| First view overlook visited at Shenandoah National Park |
For our first 10 miles, Skyline Drives was nothing but blinding sunlight. The morning rays drilled into my eyes at the perfect angle to make driving miserable. Soon it rose out of that inopportune spot and the winding mountaintop grew more pleasant. Each overlook added its own share of visual delights, with trees losing their green and coloring the park’s ridges. The wind blew cold and strong, not surprising on these high ridges. Every view was spectacular.
We could not come this far and skip hiking in these soaring mountains. If we did only one hike, we were going to the park’s highest spot. Steep but less than two miles round-trip, the Hawksbill Summit trail offers panoramas of the park’s middle section and the valleys flanking it. Maybe the makeshift hiking poles at the Hawksbill Summit trailhead should have tipped us off to the steep climb ahead (actually, the trail guide did).
| At Hawksbill Summit |
The mountain’s north face dives 2,000 feet into a hollow, so there is no shortage of dramatic scenery. In numerous spots, the craggy rocks served as makeshift lookouts.
At Big Meadow, people wandered among the red grasses. We were still feeling our legs after Hawksbill and motored further south. The views don’t grow less majestic, but the overlooks do grow increasingly congested as the morning progresses.
Soaring birds were common from those gusty heights. The only fauna to emerge from the forested peaks was a single deer crossing the road. We watched it amble across Skyline at a quiet moment and walk directly behind a van whose occupants were oblivious to the deer’s presence.
Soon enough we came to Waynesboro, the park’s southern gate. Rather than continue down the Blue Ridge Parkway, we planned a stop that intersected with Todd family history. With a large traditional Mennonite community and horse-drawn buggies common along the highway, Dayton moved at a gentler pace.
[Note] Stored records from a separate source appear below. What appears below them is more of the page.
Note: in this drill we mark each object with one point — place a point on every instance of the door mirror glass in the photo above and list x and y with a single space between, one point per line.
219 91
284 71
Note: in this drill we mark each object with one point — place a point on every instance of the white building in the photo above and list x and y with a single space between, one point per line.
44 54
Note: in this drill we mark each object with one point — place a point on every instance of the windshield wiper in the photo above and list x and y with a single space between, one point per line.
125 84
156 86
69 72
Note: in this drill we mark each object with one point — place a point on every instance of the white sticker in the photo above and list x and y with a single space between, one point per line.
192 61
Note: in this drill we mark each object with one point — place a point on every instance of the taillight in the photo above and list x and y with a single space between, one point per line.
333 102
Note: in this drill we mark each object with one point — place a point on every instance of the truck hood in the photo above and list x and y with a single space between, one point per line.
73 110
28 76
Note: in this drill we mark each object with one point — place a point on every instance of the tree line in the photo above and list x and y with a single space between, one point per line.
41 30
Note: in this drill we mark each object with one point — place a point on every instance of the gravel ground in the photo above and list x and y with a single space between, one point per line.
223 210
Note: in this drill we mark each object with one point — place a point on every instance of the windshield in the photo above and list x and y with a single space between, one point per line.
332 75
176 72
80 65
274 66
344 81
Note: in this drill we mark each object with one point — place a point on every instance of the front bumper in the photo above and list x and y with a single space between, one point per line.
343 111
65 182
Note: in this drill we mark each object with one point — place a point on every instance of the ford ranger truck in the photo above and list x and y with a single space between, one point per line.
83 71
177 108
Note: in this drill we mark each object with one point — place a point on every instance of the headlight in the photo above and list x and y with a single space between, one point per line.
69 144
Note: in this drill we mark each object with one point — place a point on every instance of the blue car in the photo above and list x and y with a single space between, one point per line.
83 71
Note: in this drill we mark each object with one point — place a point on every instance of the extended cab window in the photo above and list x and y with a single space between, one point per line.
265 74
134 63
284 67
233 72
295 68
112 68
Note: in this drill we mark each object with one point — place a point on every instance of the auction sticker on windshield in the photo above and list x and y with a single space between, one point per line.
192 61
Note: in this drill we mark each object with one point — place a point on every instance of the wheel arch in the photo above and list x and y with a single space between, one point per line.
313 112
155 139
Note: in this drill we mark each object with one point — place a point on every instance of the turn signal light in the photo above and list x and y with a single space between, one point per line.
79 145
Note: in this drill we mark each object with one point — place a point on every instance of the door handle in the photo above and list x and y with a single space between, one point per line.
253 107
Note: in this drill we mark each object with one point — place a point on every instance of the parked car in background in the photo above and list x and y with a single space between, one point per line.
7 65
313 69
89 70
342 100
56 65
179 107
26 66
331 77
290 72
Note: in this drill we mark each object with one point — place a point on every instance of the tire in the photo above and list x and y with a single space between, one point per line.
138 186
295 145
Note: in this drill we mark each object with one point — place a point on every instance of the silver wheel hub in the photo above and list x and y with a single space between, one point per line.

Nancy’s Dad taught violin her in the conservatory’s final years before it moved north to Winchester, Va. The school relocated in 1960, while the former school buildings where converted into houses and apartments. The street was mostly deserted except for one elderly woman on a patio and a few people walking dogs. At the end of College Street, the farmland resumed.
| Luray Carillon |
Our day of Shenandoah travel stopped with late lunch-early dinner at the Artisans Grill, a restored 1930s-era building once home to the Hi-Way Coffee Shop. Right on Main Street in Luray, we had good pours of local wines along with chicken empenadas and a brie plate. The main courses were huge (jumbo crab cakes was no exaggeration), and we had a second meal fr
om them later that night.
Back at the Hillside Motel, the weekenders had left and we had the outdoor facilities to ourselves. With a bottle of wine, we sat at a picnic table, recounted the day and planned the next one. The sunset crept in and the neon hotel sign softly came to life. We would sit quietly along the porch, watching the occasional car throttle off to the national park.
Even more entrancing were the headlights on the ridge line. Eight miles or more away, we could see a train of tourists cutting along Skyline Drive, many clustering at the lodge nestled in the darkening peaks above us.